Department of Radiology, The First Affiliated Hospital of Xinjiang Medical University, Urumqi, Xinjiang, 830054, China.
Department of Radiology, Changzhi People's Hospital, Changzhi, 046000, Shanxi Province, China.
Cancer Imaging. 2024 May 21;24(1):65. doi: 10.1186/s40644-024-00709-4.
Magnetic resonance (MR)-based radiomics features of brain metastases are utilised to predict epidermal growth factor receptor (EGFR) mutation and human epidermal growth factor receptor 2 (HER2) overexpression in adenocarcinoma, with the aim to identify the most predictive MR sequence.
A retrospective inclusion of 268 individuals with brain metastases from adenocarcinoma across two institutions was conducted. Utilising T1-weighted imaging (T1 contrast-enhanced [T1-CE]) and T2 fluid-attenuated inversion recovery (T2-FLAIR) sequences, 1,409 radiomics features were extracted. These sequences were randomly divided into training and test sets at a 7:3 ratio. The selection of relevant features was done using the least absolute shrinkage selection operator, and the training cohort's support vector classifier model was employed to generate the predictive model. The performance of the radiomics features was evaluated using a separate test set.

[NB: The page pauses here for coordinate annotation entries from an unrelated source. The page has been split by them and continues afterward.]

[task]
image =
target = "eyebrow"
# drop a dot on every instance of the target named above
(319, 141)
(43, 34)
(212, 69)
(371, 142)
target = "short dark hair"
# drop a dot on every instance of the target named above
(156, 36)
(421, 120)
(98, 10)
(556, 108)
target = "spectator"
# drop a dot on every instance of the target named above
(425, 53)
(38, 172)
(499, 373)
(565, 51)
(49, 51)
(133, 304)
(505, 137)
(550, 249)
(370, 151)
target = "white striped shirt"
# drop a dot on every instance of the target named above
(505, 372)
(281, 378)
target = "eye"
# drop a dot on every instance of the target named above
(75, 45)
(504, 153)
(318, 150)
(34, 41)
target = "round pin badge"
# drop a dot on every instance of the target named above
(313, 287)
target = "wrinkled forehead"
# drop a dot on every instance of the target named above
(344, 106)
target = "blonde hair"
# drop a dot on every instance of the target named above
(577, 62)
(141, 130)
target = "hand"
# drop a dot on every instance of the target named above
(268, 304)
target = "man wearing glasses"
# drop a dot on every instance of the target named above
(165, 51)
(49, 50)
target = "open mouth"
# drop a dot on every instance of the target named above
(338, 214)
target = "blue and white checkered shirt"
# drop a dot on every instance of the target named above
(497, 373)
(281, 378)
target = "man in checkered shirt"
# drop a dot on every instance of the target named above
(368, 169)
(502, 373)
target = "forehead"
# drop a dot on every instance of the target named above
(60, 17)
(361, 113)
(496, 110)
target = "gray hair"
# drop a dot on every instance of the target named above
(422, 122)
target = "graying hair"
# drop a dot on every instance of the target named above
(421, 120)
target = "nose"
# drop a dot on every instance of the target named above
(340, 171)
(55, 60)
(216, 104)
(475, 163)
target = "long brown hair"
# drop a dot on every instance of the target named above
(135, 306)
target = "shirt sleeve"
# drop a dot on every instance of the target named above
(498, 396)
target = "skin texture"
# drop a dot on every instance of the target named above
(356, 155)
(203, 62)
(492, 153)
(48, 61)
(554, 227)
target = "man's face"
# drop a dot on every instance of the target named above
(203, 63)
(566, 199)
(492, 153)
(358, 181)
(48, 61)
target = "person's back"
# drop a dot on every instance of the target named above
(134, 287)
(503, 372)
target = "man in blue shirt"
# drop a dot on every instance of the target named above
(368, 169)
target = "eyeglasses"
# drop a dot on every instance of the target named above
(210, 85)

For contrast-enhanced T1-CE cohorts, the radiomics features based on 19 selected characteristics exhibited excellent discrimination. No significant differences in age, sex, and time to metastasis were observed between the groups with EGFR mutations or HER2 + and those with wild-type EGFR or HER2 (p > 0.05). Radiomics feature analysis for T1-CE revealed an area under the curve (AUC) of 0.98, classification accuracy of 0.93, sensitivity of 0.92, and specificity of 0.93 in the training cohort. In the test set, the AUC was 0.82. The 19 radiomics features for the T2-FLAIR sequence showed AUCs of 0.86 in the training set and 0.70 in the test set.

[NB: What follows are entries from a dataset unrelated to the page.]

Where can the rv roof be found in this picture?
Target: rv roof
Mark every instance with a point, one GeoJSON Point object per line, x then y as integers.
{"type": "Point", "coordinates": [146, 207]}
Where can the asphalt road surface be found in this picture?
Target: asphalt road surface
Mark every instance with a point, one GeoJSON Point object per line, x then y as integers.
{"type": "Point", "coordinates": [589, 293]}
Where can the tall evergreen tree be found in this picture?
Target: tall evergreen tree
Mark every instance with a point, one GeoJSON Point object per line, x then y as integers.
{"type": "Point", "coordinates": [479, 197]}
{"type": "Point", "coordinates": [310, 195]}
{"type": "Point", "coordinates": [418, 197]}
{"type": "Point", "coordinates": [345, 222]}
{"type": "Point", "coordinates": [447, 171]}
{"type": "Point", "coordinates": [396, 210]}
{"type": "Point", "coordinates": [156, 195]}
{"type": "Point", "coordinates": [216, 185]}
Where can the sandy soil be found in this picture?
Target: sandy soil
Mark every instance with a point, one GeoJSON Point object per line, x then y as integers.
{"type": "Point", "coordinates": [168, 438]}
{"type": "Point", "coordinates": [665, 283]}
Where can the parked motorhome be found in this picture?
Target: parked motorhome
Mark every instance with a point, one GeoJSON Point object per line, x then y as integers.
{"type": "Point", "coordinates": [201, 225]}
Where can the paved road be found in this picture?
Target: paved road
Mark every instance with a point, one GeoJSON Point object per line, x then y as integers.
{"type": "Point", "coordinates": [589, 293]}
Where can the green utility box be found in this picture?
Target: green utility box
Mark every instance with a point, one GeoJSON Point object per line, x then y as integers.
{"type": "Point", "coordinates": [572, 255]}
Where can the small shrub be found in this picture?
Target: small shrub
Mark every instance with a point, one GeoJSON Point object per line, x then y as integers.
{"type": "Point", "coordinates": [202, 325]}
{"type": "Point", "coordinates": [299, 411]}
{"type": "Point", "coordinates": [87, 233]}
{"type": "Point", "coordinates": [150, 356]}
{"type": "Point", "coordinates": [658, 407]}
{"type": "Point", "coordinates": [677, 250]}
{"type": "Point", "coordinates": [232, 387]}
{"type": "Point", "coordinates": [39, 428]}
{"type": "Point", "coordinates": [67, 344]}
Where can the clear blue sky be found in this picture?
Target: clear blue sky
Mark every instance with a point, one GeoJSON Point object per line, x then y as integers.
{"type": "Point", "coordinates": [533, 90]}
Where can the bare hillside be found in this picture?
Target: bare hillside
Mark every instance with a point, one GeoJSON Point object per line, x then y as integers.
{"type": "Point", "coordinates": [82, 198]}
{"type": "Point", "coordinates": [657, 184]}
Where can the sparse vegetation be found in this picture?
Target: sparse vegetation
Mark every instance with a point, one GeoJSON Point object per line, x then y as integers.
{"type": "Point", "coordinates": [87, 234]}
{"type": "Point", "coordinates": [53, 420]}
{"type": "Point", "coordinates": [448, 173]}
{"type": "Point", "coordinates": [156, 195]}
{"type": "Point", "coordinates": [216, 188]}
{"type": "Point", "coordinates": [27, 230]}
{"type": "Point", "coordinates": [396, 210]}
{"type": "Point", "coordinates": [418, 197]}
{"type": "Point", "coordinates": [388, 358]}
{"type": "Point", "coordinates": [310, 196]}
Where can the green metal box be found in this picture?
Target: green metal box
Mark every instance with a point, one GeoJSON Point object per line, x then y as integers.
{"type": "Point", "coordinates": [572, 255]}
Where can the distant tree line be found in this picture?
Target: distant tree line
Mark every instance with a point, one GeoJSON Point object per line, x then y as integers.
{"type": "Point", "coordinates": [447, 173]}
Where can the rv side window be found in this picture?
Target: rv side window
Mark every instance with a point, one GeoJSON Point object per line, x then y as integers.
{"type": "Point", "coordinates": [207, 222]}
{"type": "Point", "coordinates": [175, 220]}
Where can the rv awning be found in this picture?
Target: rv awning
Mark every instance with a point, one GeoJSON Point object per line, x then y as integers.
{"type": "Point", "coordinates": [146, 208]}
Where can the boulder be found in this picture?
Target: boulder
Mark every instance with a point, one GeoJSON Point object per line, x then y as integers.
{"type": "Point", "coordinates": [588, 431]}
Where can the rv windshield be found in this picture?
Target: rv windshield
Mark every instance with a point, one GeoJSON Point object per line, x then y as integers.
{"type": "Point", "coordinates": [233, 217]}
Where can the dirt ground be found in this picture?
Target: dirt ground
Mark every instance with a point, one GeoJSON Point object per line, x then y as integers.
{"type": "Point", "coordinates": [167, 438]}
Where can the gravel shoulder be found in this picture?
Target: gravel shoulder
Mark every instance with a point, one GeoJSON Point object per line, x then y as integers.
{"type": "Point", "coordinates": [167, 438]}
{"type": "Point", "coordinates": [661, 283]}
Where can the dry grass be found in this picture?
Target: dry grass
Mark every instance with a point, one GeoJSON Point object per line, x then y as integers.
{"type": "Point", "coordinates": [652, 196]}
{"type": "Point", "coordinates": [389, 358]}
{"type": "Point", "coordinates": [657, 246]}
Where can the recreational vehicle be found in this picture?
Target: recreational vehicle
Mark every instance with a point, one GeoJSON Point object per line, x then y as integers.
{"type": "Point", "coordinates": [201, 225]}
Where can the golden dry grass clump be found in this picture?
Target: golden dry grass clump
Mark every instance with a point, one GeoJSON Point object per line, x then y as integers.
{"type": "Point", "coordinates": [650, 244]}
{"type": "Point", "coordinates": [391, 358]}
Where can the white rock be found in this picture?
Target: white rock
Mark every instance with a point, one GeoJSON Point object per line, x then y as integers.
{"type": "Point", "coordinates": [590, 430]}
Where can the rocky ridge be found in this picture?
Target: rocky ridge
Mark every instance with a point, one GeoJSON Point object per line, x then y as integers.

This study developed a T1-CE signature that could serve as a non-invasive adjunctive tool to determine the presence of EGFR mutations and HER2 + status in adenocarcinoma, aiding in the direction of treatment plans.
We propose radiomics features based on T1-CE brain MR sequences that are both evidence-based and non-invasive. These can be employed to guide clinical treatment planning in patients with brain metastases from adenocarcinoma.

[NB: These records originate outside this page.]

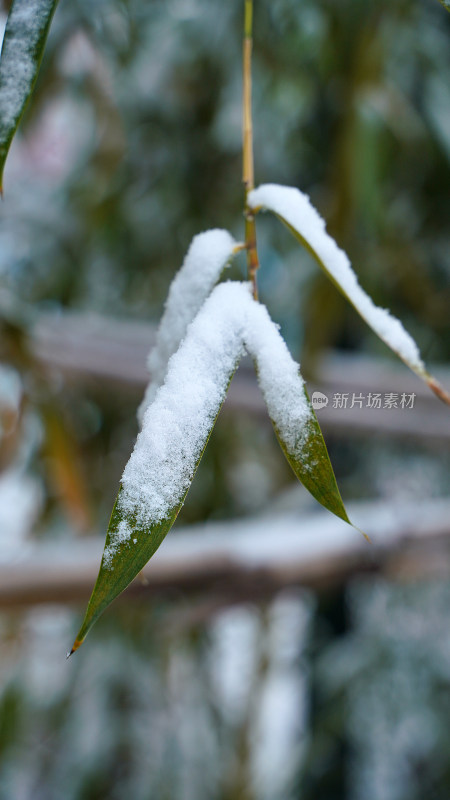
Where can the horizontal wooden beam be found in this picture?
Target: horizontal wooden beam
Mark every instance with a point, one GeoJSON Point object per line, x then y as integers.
{"type": "Point", "coordinates": [245, 560]}
{"type": "Point", "coordinates": [95, 348]}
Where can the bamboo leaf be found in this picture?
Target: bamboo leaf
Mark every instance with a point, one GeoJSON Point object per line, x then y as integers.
{"type": "Point", "coordinates": [295, 210]}
{"type": "Point", "coordinates": [208, 255]}
{"type": "Point", "coordinates": [313, 468]}
{"type": "Point", "coordinates": [293, 417]}
{"type": "Point", "coordinates": [23, 46]}
{"type": "Point", "coordinates": [175, 432]}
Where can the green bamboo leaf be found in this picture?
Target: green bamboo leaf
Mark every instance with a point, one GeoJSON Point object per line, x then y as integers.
{"type": "Point", "coordinates": [290, 410]}
{"type": "Point", "coordinates": [295, 210]}
{"type": "Point", "coordinates": [208, 254]}
{"type": "Point", "coordinates": [23, 46]}
{"type": "Point", "coordinates": [176, 428]}
{"type": "Point", "coordinates": [314, 469]}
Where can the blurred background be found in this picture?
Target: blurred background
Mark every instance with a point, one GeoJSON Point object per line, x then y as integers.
{"type": "Point", "coordinates": [234, 687]}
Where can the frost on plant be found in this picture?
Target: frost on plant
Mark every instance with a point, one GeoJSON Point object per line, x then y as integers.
{"type": "Point", "coordinates": [208, 254]}
{"type": "Point", "coordinates": [23, 45]}
{"type": "Point", "coordinates": [295, 209]}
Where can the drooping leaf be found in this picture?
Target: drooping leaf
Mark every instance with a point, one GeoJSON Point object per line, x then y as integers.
{"type": "Point", "coordinates": [209, 253]}
{"type": "Point", "coordinates": [175, 431]}
{"type": "Point", "coordinates": [293, 417]}
{"type": "Point", "coordinates": [26, 32]}
{"type": "Point", "coordinates": [295, 210]}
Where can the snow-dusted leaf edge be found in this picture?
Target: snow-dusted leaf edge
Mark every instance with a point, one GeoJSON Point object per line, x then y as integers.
{"type": "Point", "coordinates": [294, 209]}
{"type": "Point", "coordinates": [163, 465]}
{"type": "Point", "coordinates": [23, 46]}
{"type": "Point", "coordinates": [208, 255]}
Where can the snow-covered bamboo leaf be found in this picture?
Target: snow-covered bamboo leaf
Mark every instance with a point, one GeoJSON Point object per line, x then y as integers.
{"type": "Point", "coordinates": [295, 423]}
{"type": "Point", "coordinates": [175, 431]}
{"type": "Point", "coordinates": [26, 32]}
{"type": "Point", "coordinates": [295, 210]}
{"type": "Point", "coordinates": [209, 253]}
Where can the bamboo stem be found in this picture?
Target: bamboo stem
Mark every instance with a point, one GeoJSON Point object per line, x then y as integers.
{"type": "Point", "coordinates": [247, 148]}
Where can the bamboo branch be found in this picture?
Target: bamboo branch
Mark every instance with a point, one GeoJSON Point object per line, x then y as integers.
{"type": "Point", "coordinates": [247, 148]}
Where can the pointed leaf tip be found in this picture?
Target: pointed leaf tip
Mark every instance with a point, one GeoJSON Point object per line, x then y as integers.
{"type": "Point", "coordinates": [176, 429]}
{"type": "Point", "coordinates": [295, 210]}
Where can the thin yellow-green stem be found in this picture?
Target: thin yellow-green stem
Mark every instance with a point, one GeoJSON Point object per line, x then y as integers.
{"type": "Point", "coordinates": [247, 148]}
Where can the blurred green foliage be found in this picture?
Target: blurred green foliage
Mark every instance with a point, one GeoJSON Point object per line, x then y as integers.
{"type": "Point", "coordinates": [130, 146]}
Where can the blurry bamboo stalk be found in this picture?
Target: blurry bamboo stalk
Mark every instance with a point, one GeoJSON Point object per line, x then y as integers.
{"type": "Point", "coordinates": [218, 562]}
{"type": "Point", "coordinates": [247, 147]}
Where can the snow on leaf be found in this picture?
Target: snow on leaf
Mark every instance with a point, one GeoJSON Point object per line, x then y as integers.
{"type": "Point", "coordinates": [177, 425]}
{"type": "Point", "coordinates": [175, 431]}
{"type": "Point", "coordinates": [295, 210]}
{"type": "Point", "coordinates": [208, 254]}
{"type": "Point", "coordinates": [295, 423]}
{"type": "Point", "coordinates": [26, 32]}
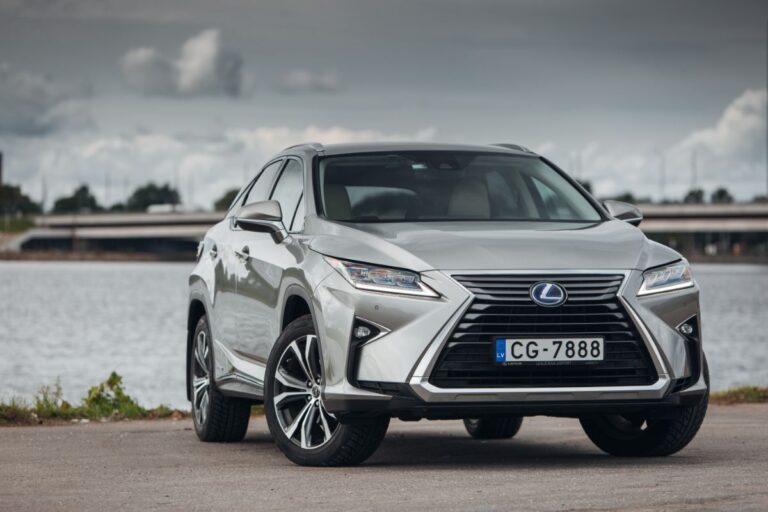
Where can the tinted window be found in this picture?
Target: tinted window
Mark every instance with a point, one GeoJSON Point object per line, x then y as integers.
{"type": "Point", "coordinates": [288, 189]}
{"type": "Point", "coordinates": [260, 189]}
{"type": "Point", "coordinates": [298, 217]}
{"type": "Point", "coordinates": [447, 185]}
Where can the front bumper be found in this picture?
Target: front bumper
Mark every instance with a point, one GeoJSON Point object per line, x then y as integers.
{"type": "Point", "coordinates": [417, 329]}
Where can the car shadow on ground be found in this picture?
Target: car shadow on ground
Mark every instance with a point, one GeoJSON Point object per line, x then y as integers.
{"type": "Point", "coordinates": [448, 451]}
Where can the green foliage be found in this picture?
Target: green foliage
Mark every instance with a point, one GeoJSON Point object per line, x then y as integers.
{"type": "Point", "coordinates": [14, 201]}
{"type": "Point", "coordinates": [15, 224]}
{"type": "Point", "coordinates": [50, 404]}
{"type": "Point", "coordinates": [16, 412]}
{"type": "Point", "coordinates": [144, 197]}
{"type": "Point", "coordinates": [107, 400]}
{"type": "Point", "coordinates": [695, 196]}
{"type": "Point", "coordinates": [223, 203]}
{"type": "Point", "coordinates": [80, 201]}
{"type": "Point", "coordinates": [741, 395]}
{"type": "Point", "coordinates": [721, 195]}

利用脑转移瘤的磁共振(MR)放射组学特征预测腺癌中表皮生长因子受体(EGFR)突变和人表皮生长因子受体 2(HER2)过表达,旨在确定最具预测性的 MR 序列。
对两家机构的 268 例腺癌脑转移患者进行回顾性纳入。利用 T1 加权成像(T1 对比增强[T1-CE])和 T2 液体衰减反转恢复(T2-FLAIR)序列,提取 1409 个放射组学特征。这些序列以 7:3 的比例随机分为训练集和测试集。使用最小绝对收缩和选择算子选择相关特征,并使用训练队列的支持向量分类器模型生成预测模型。使用单独的测试集评估放射组学特征的性能。
对于增强 T1-CE 队列,基于 19 个选定特征的放射组学特征具有出色的鉴别能力。在 EGFR 突变或 HER2 阳性与 EGFR 野生型或 HER2 之间的组之间,年龄、性别和转移时间无显著差异(p>0.05)。T1-CE 的放射组学特征分析显示,在训练队列中曲线下面积(AUC)为 0.98,分类准确率为 0.93,灵敏度为 0.92,特异性为 0.93。在测试集中,AUC 为 0.82。T2-FLAIR 序列的 19 个放射组学特征在训练集中的 AUC 为 0.86,在测试集中为 0.70。
本研究开发了一种 T1-CE 特征,可作为一种非侵入性辅助工具,用于确定腺癌中 EGFR 突变和 HER2 阳性状态的存在,有助于指导治疗计划。
我们提出了一种基于 T1-CE 脑 MR 序列的放射组学特征,这是一种既基于证据又非侵入性的方法。这些特征可用于指导腺癌脑转移患者的临床治疗计划。